UNTHSC history: Tavener bowling pins
By Alex Branch
For almost 50 years, UNT Health Science Center has preserved two scuffed bowling pins.
The vintage pins recall a throwback to the 1950s and 60s, when people in vertically striped shirts and rented suede shoes flocked to bowling alleys on Friday nights.
But these pins hold a significant – and quirky – place in the history of Fort Worth’s oldest medical school.
The story starts with the opening of the Texas College of Osteopathic Medicine (TCOM) in 1970. Classes for the first 20 students were held among hastily arranged partitions on the fifth floor of the old Fort Worth Osteopathic Hospital at Camp Bowie Boulevard and Montgomery Street. A nearby garage apartment was the anatomy lab.
For the fledging medical school to succeed, its founders knew they needed more space — badly.
C. Ray Stokes, the college’s Director of Development, was the school’s first employee. His personalized license plate read “TCOM-1.” Stokes scoured Fort Worth but consistently found the new college priced out of all viable locations.
Then Tavener Playdium Bowling Alley came on the market.
Near the hospital along Camp Bowie, the Tavener alley was owned by Jackie Tavener, a former pro baseball player for the Fort Worth Cats, the city’s minor league team. The bowling alley, Stokes realized, was large enough for classrooms, laboratory space and offices.
Faculty and students rounded up 30 gallons of paint and spent a weekend turning the bowling alley into a medical school. Bowling lanes became classrooms and laboratories. The alley’s bar became the President’s Office, red carpeting still covering the walls.
The building was named the “Basic Science Building” but students and faculty knew it only as “the bowling alley.” Some students carried their medical books to class in bowling ball bags.
In 1973, the growing medical school affiliated with the University of North Texas (then called North Texas State University). New buildings rose. The bowling alley was demolished. Two bowling pins were kept as a keepsake.
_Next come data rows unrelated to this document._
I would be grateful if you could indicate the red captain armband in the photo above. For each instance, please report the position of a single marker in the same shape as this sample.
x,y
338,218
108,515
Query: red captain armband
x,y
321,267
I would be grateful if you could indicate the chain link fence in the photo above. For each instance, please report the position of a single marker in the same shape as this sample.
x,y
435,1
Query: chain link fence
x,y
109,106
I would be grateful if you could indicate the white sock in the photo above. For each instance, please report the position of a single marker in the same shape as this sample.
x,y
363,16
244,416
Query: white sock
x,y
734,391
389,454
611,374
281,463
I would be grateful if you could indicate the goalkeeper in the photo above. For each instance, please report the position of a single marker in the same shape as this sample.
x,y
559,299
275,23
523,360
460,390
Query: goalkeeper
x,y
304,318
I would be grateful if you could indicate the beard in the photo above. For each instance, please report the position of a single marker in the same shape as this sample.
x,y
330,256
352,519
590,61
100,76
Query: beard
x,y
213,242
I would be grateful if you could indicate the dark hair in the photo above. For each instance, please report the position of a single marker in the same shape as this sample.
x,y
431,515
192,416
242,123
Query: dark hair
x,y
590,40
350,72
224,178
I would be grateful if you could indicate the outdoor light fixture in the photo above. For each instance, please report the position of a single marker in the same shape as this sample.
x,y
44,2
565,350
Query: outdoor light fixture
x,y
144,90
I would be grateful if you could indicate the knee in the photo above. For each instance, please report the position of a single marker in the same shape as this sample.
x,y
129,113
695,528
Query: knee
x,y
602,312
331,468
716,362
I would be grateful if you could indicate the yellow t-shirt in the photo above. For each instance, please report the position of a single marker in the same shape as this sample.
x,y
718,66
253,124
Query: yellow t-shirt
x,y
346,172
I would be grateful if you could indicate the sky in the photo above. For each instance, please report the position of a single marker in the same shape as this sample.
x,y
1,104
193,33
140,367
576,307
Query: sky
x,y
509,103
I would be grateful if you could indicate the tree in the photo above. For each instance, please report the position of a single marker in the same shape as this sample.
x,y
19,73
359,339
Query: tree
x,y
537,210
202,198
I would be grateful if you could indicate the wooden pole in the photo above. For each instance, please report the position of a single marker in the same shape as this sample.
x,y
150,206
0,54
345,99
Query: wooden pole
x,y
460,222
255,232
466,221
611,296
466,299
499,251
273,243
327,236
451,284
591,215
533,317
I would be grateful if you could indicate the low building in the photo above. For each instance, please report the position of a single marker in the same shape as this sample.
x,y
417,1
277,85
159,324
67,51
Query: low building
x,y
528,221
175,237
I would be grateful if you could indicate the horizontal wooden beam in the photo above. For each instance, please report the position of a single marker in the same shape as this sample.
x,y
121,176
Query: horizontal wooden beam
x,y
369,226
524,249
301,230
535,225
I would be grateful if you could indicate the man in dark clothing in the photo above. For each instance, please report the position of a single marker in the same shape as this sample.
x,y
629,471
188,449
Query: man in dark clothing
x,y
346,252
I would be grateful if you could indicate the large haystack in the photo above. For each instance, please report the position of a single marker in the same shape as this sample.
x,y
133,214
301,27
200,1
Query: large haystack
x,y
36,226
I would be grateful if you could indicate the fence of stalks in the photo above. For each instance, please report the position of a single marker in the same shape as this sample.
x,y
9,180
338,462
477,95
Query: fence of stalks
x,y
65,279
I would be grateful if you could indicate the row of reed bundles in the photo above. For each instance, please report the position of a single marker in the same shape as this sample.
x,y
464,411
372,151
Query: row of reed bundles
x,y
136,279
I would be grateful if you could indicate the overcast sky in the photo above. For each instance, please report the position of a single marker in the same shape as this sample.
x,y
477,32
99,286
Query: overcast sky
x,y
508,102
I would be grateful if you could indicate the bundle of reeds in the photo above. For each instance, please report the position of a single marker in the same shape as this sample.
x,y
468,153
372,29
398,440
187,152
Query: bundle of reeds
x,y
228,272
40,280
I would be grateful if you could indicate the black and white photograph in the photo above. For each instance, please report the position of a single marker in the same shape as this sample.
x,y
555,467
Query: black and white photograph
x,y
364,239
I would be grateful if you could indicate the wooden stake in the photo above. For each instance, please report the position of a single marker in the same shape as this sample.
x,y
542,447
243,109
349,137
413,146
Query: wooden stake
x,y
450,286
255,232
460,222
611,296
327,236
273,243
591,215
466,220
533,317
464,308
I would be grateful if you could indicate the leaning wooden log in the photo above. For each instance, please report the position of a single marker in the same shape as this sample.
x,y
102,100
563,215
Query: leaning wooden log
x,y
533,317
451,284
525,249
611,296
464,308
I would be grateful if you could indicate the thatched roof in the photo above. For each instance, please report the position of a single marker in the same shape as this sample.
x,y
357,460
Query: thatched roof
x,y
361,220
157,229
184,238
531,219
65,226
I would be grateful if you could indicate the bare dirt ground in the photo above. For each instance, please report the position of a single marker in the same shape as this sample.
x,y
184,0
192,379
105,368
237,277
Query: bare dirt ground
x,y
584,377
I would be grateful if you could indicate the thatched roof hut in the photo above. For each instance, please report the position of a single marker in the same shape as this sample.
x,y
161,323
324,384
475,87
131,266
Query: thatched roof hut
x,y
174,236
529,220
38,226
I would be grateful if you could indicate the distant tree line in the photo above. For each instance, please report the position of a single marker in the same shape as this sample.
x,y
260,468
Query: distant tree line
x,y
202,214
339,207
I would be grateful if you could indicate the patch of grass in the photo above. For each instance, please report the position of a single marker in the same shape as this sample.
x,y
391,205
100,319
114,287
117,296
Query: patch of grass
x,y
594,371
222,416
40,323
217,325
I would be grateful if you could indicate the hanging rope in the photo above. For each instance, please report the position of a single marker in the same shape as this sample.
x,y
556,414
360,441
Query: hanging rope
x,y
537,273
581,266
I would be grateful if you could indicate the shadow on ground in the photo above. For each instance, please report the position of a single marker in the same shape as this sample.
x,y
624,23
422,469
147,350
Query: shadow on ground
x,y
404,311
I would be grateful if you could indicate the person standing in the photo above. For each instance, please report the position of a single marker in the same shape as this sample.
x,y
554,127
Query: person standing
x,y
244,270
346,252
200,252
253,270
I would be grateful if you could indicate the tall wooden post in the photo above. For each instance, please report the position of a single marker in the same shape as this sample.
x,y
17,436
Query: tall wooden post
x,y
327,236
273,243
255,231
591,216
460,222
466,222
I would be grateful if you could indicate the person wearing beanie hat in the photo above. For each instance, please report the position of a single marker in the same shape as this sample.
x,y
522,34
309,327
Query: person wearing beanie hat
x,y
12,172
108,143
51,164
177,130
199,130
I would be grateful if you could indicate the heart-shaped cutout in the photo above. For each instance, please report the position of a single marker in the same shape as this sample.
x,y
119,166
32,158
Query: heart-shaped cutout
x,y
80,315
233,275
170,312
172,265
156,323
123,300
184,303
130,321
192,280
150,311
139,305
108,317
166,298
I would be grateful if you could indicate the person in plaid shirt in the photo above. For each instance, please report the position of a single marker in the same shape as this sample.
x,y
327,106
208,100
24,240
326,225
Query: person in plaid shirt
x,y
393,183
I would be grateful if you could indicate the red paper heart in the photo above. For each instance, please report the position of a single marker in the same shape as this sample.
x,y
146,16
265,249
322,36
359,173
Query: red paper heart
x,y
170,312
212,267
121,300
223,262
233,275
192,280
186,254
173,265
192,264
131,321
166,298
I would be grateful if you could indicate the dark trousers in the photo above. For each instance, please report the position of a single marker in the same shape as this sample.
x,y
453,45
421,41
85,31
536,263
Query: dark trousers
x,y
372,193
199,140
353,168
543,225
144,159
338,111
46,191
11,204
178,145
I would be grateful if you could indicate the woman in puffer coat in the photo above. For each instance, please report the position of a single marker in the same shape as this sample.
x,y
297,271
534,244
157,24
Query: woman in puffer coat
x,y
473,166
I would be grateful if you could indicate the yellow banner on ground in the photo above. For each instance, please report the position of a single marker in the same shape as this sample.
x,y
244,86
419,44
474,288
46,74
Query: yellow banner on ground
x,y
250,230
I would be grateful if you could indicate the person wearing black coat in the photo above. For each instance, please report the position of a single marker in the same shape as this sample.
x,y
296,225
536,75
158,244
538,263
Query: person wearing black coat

Today, Texas College of Osteopathic Medicine is one of five schools on a 33-acre campus. A sixth school, the jointly run TCU and UNTHSC School of Medicine, is scheduled to open in 2019, pending accreditation. And the new Interdisciplinary Research and Education Building, scheduled to open in late 2018, sits on the grounds where the Tavener lanes once stood.
More than 2,000 students and 1,000 faculty and staff now learn and work at UNTHSC. The university prepares doctors, physician assistants, physical therapists, biomedical scientists, pharmacists and public health professionals to be health care providers of the future.
But the innovative spirit that once turned a bowling alley into a medical school remains.